Hollywood’s long affair with James A. Michener, the World War II Navy veteran whose “Tales of the South Pacific” launched a Pulitzer-prize winning literary career, began with a sort of proof-of-concept film.

Long before the musical “South Pacific,” United Artists, Gary Cooper, director Mark Robson and a Technicolor film crew decamped to Upolu, Samoa, for a sentimental saga of sin, race and religious fascism set just before and during World War II on a “paradise” that had been spoiled by dictatorial Christian missionaries.

“Return to Paradise” may raise eyebrows today for casting the 50something Cooper as a drifter who washes up on an island where the stereotypical simple happy natives are under the thumb of a martinet of a second generation missionary (Barry Jones). Yes, the star was a bit old to be playing this sort of beach bum/vagabond, and pairing him up with a native girl (Roberta Haynes) half his age has a cringey quality.

But the film, taken from one of the “Return to Paradise” stories of the author of “Tales of the South Pacific,” and later “Hawaii,” packs a lot of code-challenging and societal mores-testing into its 100 or so minutes.

Natives returning to their pre-missionary social norms of skinny dipping and premarital sex, the drifter fathering a child out of wedlock, conservative church authority ridiculed for the Return to Puritanism that it was could be pretty racy stuff pre-“Peyton Place,” and feels closer in tone to pre-code films such as the notorious and oft-adapted “Rain.”

Film buffs may recall that that the race to deflower a virgin “romance” “The Moon is Blue” also came out in 1953, so the stodgy ’50s of lore had more of a blush to them than is commonly accepted.

A young adult schoolteacher (Hans Kruse) narrates the story, his memories of growing up in the early 1930s on Matareva, “an island in chains.”

The autocratic missionary Corbett took over running the church and the island when his father died. Whatever benevolence the original Christian immigrants, his parents, might have displayed has been replaced by a man who figures mandatory church services, curfews, clothing and moral codes are the quickest way to salvation, order and progress.

Which is why he enforces these with club-carrying goons he’s deputized to ensure everybody shows up for his prim fire-and-brimstone sermons.
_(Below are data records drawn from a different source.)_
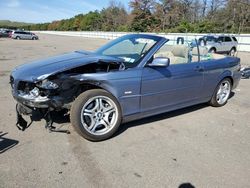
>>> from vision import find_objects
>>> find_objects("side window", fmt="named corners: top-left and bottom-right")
top-left (218, 37), bottom-right (224, 42)
top-left (153, 43), bottom-right (192, 65)
top-left (225, 37), bottom-right (232, 42)
top-left (232, 37), bottom-right (238, 42)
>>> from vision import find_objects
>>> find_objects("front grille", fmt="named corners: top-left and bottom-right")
top-left (17, 81), bottom-right (35, 93)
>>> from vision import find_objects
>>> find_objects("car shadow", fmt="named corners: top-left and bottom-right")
top-left (0, 132), bottom-right (19, 154)
top-left (178, 183), bottom-right (195, 188)
top-left (114, 104), bottom-right (209, 137)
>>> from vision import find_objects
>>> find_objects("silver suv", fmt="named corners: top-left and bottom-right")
top-left (11, 31), bottom-right (38, 40)
top-left (199, 35), bottom-right (238, 56)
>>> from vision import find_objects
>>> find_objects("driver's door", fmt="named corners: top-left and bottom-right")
top-left (141, 45), bottom-right (203, 113)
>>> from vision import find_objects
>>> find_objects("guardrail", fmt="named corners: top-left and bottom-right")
top-left (34, 31), bottom-right (250, 52)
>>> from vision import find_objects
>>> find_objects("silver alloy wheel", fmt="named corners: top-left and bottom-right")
top-left (230, 49), bottom-right (236, 56)
top-left (81, 96), bottom-right (118, 135)
top-left (216, 80), bottom-right (231, 104)
top-left (210, 49), bottom-right (215, 54)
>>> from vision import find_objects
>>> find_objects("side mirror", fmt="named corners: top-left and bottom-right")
top-left (148, 57), bottom-right (170, 67)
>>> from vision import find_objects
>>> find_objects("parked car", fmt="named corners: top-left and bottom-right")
top-left (11, 30), bottom-right (38, 40)
top-left (200, 35), bottom-right (238, 56)
top-left (0, 30), bottom-right (12, 38)
top-left (10, 34), bottom-right (241, 141)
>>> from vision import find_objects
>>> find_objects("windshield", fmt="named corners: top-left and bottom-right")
top-left (204, 36), bottom-right (218, 42)
top-left (95, 34), bottom-right (161, 68)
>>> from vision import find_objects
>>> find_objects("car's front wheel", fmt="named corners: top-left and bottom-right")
top-left (70, 89), bottom-right (121, 141)
top-left (209, 78), bottom-right (232, 107)
top-left (229, 48), bottom-right (236, 56)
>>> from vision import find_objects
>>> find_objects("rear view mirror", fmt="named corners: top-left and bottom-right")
top-left (148, 57), bottom-right (170, 67)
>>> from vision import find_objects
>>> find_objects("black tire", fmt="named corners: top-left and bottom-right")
top-left (209, 78), bottom-right (232, 107)
top-left (70, 89), bottom-right (122, 141)
top-left (229, 48), bottom-right (236, 56)
top-left (209, 48), bottom-right (216, 53)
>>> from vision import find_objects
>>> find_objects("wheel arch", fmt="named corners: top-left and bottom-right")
top-left (78, 81), bottom-right (119, 101)
top-left (208, 46), bottom-right (217, 52)
top-left (215, 70), bottom-right (234, 89)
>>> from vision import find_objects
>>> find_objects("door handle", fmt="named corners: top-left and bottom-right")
top-left (194, 66), bottom-right (204, 72)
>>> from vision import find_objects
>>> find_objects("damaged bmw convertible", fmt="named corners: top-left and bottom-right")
top-left (10, 34), bottom-right (241, 141)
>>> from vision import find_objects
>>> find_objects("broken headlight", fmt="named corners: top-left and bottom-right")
top-left (37, 80), bottom-right (58, 89)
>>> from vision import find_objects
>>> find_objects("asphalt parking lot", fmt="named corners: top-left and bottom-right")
top-left (0, 35), bottom-right (250, 188)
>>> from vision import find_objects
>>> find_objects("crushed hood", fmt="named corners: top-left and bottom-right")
top-left (12, 51), bottom-right (123, 82)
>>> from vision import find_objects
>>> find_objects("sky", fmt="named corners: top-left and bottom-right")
top-left (0, 0), bottom-right (129, 23)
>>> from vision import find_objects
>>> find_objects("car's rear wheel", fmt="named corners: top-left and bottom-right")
top-left (229, 48), bottom-right (236, 56)
top-left (209, 78), bottom-right (232, 107)
top-left (70, 89), bottom-right (121, 141)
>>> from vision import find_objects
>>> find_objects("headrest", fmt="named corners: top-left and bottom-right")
top-left (192, 46), bottom-right (208, 56)
top-left (171, 45), bottom-right (188, 58)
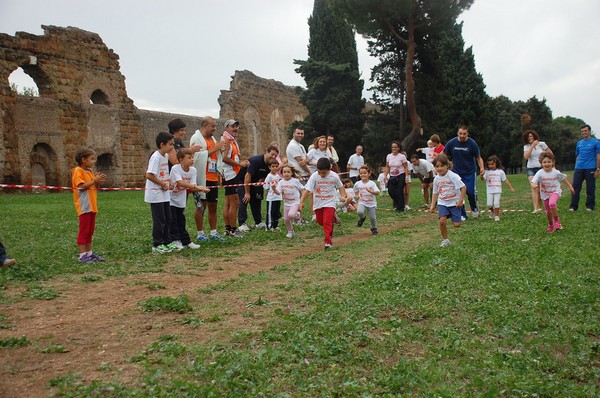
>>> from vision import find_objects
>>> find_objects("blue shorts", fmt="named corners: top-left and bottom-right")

Morgan (Cooper) is dropped off after hitching a lift from sailors who rescued him from another vessel that foundered. His laconic “I figured I’d try it for a while” view of staying is instantly challenged by Corbett, who is tone-deaf to the hypocrisy of his “White men are not welcome on this island” outrage. “They corrupt their (the natives) morals!”

Morgan isn’t having it, and brushes off the endless provocations of this “two bit Mussolini” and commences to pick a spot to slap up a hut. Just enough of the islanders sympathize with him, and recognize the needed challenge to Christo-fascism that he represents, to back him up.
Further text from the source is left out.